CHAPTER II.
The next day at noon Ally was on her way to Boston, where she was to live for the next six months in her uncle John’s family. Both her uncle Tom and his wife, Aunt Ann, had gone to the station to see her off, and both of them had kissed her good-by, and given her various messages to deliver to the Boston relations. Everything was going on as pleasantly as possible until Aunt Ann at the very last stooped down and said,—
“Now, try, Ally, try while you are with your aunt Kate to control your temper. You mustn’t fly up at every little thing, and expect to have your own way with everybody. It is very difficult to live with people who act like that, and nobody can love them. Remember that, Ally;” and with these words, Mrs. Fleming bent still lower to touch Ally’s lips with a final farewell kiss. But Ally at this movement turned suddenly, and the kiss that was meant for her lips fell upon her cheek.
“Such an uncomfortable disposition as that child has, I never met before, never!” ejaculated Mrs. Fleming, as she joined her husband outside the car.
“What’s she done now?” asked Uncle Tom.
His wife described the girl’s swift evasive movement away from her.
Uncle Tom laughed, and then sighed. “Poor little soul,” he said; “she’s going to have a hard time of it in life, I’m afraid.”
“She’s going to make those who live with her have a hard time,” answered Aunt Ann, resentfully thinking of her rejected kiss.
“‘Mustn’t fly up at every little thing!’” repeated Ally to herself, as she was left alone in her seat. “She’d better give Florence some of her good advice. She’d better tell her not to aggravate folks ’most to death, and then stand off so cool, and make everybody else seem in the wrong. Hard to live with! Mebbe I am hard to live with; but I don’t play double like that; and as for nobody’s loving me, these relations of mine never loved me—any of ’em—from the first.”
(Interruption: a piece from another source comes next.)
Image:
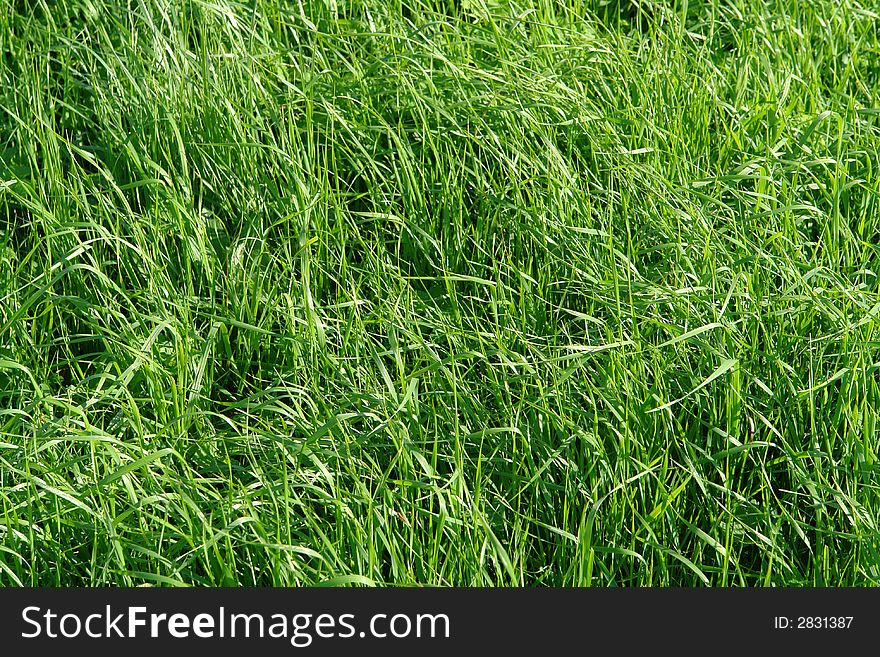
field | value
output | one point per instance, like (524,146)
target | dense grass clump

As Ally came to this conclusion in her thought, she happened to look out of the car window, and there, why, there was her aunt Ann and uncle Tom outside on the platform, standing at another car window farther down, talking and laughing in the liveliest manner with some friends they had met. Uncle Tom didn’t seem in the least haste now, and ever so many minutes ago he had said to her, “Well, good-by, Ally!” and rushed off as if there wasn’t another minute to spare,—not another minute; and here was a gentleman in front of her, saying to a friend of his at that very instant, “There’s plenty of time; it’s ten minutes before the cars start;” and then she heard a lady say to another lady, “There’s no need of my leaving you yet; we’ve got oceans of time;” and all about her, Ally now noticed various groups of friends and relations lingering lovingly together until the last moment; and noting all this, a bitter little look came into Miss Ally’s face, and a bitter little thought came into her heart,—a thought that said tauntingly, “There, this shows you, Ally Fleming, what kind of relations you’ve got; this shows you how much they care for you!”